Please ignore a site called InsuranceAssociatesLLC, as it is only a front for funneling customers to a single company. They go through a phony process of comparing policies with four other companies, only to show that X company supposedly has the best coverage. I cannot take seriously any company that would engage in those kinds of business practices.
So once I had gotten through the process of filling out the online application form, which asks for your vital stats and so forth, I began to receive phone calls and mail offers from a few insurance companies. If you were not serious about finding an insurer, then you can just put a phony phone number or a work number where an answering machine takes messages.
This is where the real work in finding a great policy begins. Because now you can get quotes that actually mean something. The online, instant quotes mean nothing. Those quotes are not based on enough facts, and the final premium can vary considerably if there are other details in your profile that raise or lower your insurability.
So once I received these phone calls from insurance carriers offering quotes, I would ask for a couple of different quotes based on different variables (deductible, hospital, an HSA component).
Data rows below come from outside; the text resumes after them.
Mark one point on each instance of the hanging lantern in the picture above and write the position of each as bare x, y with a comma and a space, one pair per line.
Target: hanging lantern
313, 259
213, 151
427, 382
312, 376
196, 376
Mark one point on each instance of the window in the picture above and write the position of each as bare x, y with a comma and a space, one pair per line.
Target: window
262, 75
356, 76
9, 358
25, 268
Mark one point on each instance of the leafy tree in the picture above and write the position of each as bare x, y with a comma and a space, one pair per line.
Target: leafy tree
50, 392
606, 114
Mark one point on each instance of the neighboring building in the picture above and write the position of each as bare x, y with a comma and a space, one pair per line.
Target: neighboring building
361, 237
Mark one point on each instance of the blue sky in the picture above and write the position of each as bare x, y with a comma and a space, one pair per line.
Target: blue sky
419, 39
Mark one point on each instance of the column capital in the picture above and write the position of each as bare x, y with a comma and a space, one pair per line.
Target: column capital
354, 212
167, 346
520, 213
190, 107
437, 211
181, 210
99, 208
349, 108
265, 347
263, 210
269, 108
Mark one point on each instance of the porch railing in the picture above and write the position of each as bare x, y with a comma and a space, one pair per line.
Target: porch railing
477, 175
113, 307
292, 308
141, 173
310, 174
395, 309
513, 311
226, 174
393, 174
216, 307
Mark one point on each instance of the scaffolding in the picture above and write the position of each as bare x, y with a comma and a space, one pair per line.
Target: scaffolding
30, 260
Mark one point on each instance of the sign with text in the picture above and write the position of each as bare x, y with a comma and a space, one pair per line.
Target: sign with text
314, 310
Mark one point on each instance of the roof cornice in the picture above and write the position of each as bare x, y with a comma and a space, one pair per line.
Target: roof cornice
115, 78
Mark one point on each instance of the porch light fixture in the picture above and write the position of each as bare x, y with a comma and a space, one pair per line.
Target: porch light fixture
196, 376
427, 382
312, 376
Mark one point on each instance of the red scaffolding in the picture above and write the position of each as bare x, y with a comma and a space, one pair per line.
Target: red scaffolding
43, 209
And by the way, do you have anything with a return-of-premium rider?
Why of course, they will reply. We’d be happy to write up as many quotes as you like.
So that is how I found a term life insurance that was basically for free. After ten years of paying $33 a month, I will get that money back (provided that I am still alive and kicking, of course).
Most insurers will not even quote clients for something with a return-of-premium rider because most people are just shopping for the rock bottom price. The rider will add a couple dollars a month, but if you are going to get that money back after ten years, what does that matter?